ValueWalk’s Raul Panganiban interviews Cornelius Bond, author of “T. Rowe Price The Man, The Company, and the Investment Philosophy.” In this part Cornelius discusses the role of pensions, his favorite detective novel, and Price’s advice.
- See part 1 here.
- See part 2 here.
- See part 3 here.
Q1 hedge fund letters, conference, scoops etc
Yeah, right. And getting back to the T. Rowe Price story, can you tell me about the role of pensions and how that transformed the business?
Yes. We had two major events that sort of happened at once, the first was the growth, which was the growth of the mutual fund industry and concurrently the growth of the pension fund business. And they actually both grew at about the same rate, I can’t remember exactly, but I think they grew at about 15-20% per year for quite a while and of course they were huge markets.

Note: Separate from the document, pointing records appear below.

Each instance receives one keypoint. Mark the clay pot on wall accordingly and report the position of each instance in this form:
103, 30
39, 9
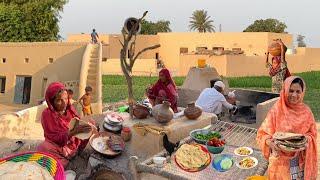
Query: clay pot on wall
275, 49
140, 111
162, 112
192, 111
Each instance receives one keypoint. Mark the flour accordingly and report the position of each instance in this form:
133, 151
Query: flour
100, 144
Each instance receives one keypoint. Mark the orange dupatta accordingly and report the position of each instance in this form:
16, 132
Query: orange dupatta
285, 117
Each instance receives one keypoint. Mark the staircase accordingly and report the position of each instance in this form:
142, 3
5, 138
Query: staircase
93, 70
90, 75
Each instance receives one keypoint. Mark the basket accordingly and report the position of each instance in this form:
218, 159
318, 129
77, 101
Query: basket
201, 63
45, 160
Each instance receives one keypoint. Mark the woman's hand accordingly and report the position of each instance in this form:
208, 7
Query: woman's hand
80, 129
272, 145
279, 41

And it just happened that in both cases our performance record as a firm had been clearly demonstrated to the world with the Growth Stock Fund, so that attracted a lot of shareholders to our fund. And similarly it attracted a lot of pension fund clients, and it really was an answer to us and we grew … and particularly then with New Horizons coming on so strongly and doing so well, we developed quite a reputation. And I think it was 1972 or 1971, we took in … we had a very strong positive inflow of cash, the rest of the mutual fund industry lost money. But as I mentioned before, that proved to be … it was very nice at the time, but all of this money coming into this field called growth stocks, as all our competitors started to follow us, because all of their clients wanted some of these growth stocks too. All this money came … Charlie Schaper called it the laser beam thesis because everything was kind of squeezed between the magnet, if you will, and compressed, which caused the prices to go up strongly of growth stocks.